How to browse AWS RDS snapshots
Browsing Amazon Relation Database Service snapshots is not an obvious task since they are stored not as regular DB dumps but as snapshots of RDS instances. The benefit of this format is obvious - you can quickly restore it to a new instance, and it takes more space and, therefore, is more profitable for Amazon. But what if we want not to restore DB but take a fast overview of the data in the specific database or table?
Understanding export
AWS offers a relatively new option to export your DB snapshot to the S3 bucket. It has two ways to work with CLI or AWS Console. In this article, let’s look at the simplest way to achieve the result with the AWS Console. If you want to dive deep into every detail, you can read the entire documentation page from the AWS Help portal: https://docs.aws.amazon.com/AmazonRDS/latest/UserGuide/USER_ExportSnapshot.html
First of all, let’s consider several limitations for the export themself. The export feature is not available for all the regions of AWS. Please take a look at this page to understand if your DB engine and region can use export to S3 feature https://docs.aws.amazon.com/AmazonRDS/latest/UserGuide/Concepts.RDS_Fea_Regions_DB-eng.Feature.ExportSnapshotToS3.html
Secondly, your RDS instance (and snapshot) should be in the same region as the S3 bucket you want to export to. I prefer to create a new bucket for database exports. It would be easier to clean after work all the unnecessary resources.

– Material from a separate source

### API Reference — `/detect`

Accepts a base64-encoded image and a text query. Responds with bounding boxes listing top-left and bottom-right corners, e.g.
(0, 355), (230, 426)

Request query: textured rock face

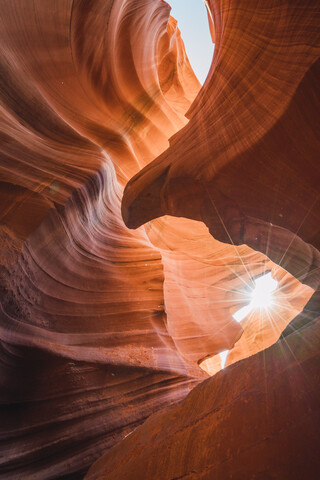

So, we can start after we sort out all prerequisites and you know which snapshot you want to export!
Creating resources for export
As I mentioned, we need to create an S3 bucket to export our DB snapshot. Let’s navigate to the S3 dashboard and create a new bucket. Put a name and select a region. Let’s leave all other options by default:
- unversioned bucket;
- private access;
- no tags (for production use, I recommend setting meaningful tags, though);
As the next step, we will create an encryption key to encrypt our backup in the S3 bucket and use this key to decrypt the data as we use it. Let’s navigate to the Key Management Service (KMS) dashboard and create a new User Managed Key. We need a “Symmetric Key” with “Encrypt and decrypt” purpose.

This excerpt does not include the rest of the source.